The Internet push also played a role in more name changes. In January 2001 the corporation announced that it would change the names of its Dayton's and Hudson's department stores to Marshall Field's. Target was planning to launch an online gift registry during 2001 and wanted to do so under a unified department store name. Marshall Field's was chosen for several reasons: it was the most widely known of the three names, its base of Chicago was bigger than both Minneapolis and Detroit and was a major travel hub, and it was the largest chain, with 24 stores, compared to 19 Dayton's and 21 Hudson's.
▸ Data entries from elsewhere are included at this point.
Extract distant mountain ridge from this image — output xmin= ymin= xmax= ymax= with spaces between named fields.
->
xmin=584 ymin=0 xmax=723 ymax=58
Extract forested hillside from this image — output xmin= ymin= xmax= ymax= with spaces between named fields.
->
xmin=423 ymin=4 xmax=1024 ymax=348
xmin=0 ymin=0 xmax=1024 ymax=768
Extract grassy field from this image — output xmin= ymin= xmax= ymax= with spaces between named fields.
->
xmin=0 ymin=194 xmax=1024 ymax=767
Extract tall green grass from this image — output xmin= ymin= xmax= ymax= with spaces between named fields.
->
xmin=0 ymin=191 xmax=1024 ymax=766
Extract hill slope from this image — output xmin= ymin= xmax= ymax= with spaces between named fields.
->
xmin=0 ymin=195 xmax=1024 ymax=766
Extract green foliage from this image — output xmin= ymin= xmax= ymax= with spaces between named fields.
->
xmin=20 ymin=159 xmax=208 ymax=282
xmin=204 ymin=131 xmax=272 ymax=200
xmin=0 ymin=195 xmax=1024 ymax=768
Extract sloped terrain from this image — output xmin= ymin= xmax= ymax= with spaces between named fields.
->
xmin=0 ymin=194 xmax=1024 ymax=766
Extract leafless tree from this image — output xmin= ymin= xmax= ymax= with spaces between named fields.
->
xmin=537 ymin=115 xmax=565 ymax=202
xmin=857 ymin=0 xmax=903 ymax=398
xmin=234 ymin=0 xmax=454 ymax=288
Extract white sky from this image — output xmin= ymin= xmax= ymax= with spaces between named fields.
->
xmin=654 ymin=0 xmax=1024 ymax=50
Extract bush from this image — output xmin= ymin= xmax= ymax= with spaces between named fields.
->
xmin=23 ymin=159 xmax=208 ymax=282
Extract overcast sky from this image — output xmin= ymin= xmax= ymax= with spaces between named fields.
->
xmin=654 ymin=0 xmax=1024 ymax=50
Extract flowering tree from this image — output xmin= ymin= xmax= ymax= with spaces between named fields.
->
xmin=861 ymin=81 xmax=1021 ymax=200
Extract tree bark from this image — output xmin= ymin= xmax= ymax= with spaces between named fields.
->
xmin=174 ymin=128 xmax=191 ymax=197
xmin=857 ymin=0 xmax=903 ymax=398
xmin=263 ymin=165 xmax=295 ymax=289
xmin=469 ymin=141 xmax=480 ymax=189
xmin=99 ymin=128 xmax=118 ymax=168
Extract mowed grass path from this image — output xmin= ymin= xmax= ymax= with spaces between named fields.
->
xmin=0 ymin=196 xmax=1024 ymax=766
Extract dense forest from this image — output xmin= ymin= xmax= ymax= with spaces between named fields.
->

At Target Stores (the official name of the discount division), meantime, use of the Target Guest Card began to plateau as consumers gravitated more to third-party Visa and MasterCard cards, cutting their use of private-label cards. Testing began on a Target Visa card in the fall of 2000, and by early 2003 nearly six million Guest Card accounts had been converted to the new Visa card. The Target chain itself kept expanding in the early 2000s, adding 62 discount stores to the total as well as 32 new SuperTarget stores during fiscal 2002, bringing the overall total to nearly 1,150 and the SuperTarget count to around 100. By this time, the Target Stores division was generating 84 percent of the parent company's revenues. Profits reached $1.65 billion, despite the continuing struggles of the Mervyn's and Marshall Field's divisions, where earnings were on the decline. Rumors continued to swirl about the possible divestment of one or both of these divisions, neither one of which was adding to its store count (Marshall Field's in fact sold its two stores in Columbus, Ohio, in 2003). Ulrich consistently denied such rumors, however, and thus far the stellar success of the Target Stores division had more than made up for the disappointing performance of Target Corporation's other retail units.
Principal Subsidiaries: The Associated Merchandising Corporation; Dayton's Commercial Interiors, Inc.
Principal Divisions: Target Stores; Mervyn's; Marshall Field's; Target Financial Services; target.direct.
Principal Competitors: Wal-Mart Stores, Inc.; Kmart Corporation; J.C. Penney Corporation, Inc.; Sears, Roebuck and Co.; Federated Department Stores, Inc.; The May Department Stores Company; The TJX Companies, Inc.; Kohl's Corporation; Dillard's, Inc.; Nordstrom, Inc.; Saks Incorporated; Ross Stores, Inc.